Clare was bustling round making us all some food, a giant native American sweetcorn soup, reinforced with celery and onions. Madeleine was overcome with enough of an attack of good manners to lend a hand.
Weariness was settling down over me like a leaden fog. I can function on around four hours’ sleep a night if I work up to it, but it’s not a combination that works well with high levels of stress.
I dropped into a chair opposite Jacob and Sean, and helped myself to a glass of the dark, almost metallic red. I gave them the bare facts about what had happened that morning, trying to mask the annoyance I’d felt at Madeleine’s actions. It wasn’t easy.
Sean grinned at my carefully worded account, but his amusement faded when we got to the substance of what Jav had told us.

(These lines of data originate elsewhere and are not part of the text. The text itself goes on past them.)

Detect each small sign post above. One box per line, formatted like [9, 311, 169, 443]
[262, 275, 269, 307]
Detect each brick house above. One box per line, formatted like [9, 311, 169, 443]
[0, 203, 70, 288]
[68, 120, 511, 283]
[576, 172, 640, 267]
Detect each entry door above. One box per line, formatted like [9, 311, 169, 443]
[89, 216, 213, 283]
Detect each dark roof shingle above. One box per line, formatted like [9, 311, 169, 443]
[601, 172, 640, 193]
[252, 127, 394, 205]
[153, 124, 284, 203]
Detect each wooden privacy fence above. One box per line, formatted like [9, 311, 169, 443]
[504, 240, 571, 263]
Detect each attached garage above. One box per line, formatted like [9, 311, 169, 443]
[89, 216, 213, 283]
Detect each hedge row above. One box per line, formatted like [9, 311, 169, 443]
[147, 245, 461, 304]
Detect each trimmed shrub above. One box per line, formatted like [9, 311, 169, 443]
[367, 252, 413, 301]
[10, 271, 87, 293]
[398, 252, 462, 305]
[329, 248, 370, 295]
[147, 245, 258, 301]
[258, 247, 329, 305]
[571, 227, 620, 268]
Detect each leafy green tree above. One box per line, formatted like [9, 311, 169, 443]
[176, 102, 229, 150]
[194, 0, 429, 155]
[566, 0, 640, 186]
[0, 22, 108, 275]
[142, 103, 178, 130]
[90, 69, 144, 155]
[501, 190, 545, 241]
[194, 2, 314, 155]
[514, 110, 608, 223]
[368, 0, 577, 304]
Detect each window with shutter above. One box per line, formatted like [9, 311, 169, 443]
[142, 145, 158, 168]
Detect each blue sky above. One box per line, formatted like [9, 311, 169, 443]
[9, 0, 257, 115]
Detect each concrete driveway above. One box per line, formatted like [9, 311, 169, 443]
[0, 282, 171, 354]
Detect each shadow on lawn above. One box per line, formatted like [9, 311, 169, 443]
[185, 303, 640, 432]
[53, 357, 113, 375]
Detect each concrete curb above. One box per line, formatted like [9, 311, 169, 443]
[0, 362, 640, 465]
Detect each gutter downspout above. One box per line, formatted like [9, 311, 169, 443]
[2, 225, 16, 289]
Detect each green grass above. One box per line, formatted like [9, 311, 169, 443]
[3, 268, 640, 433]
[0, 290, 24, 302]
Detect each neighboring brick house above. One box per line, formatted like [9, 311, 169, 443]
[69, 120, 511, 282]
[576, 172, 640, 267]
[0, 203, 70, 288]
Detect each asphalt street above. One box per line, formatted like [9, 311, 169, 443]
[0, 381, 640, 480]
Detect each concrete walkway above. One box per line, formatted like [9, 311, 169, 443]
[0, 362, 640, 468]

“So, how do we find out when Roger’s likely to be moved into one of the houses?” he wondered.
“Do you even know where he’ll be?” Jacob put in.
I nodded as I sipped my wine, twirling the short fat stem of the glass in my fingers. “I think so,” I said. “Most of the houses were built in the fifties, but there’s half a street of stone Victorian stuff left, right in the middle of No Man’s Land. They’re the only ones old enough to have cellars.”
“That should narrow the search down a bit,” Sean said, frowning in concentration. He eased his shoulder in its sling, flexing his hand. Would he be ready, if it came to a fight?
“As for when,” I said, “I thought I’d see about moving back in with Pauline for a few days so I can keep an eye out from there. I’d be happier being with her at the moment, in any case. Did I tell you someone threw a brick at her?”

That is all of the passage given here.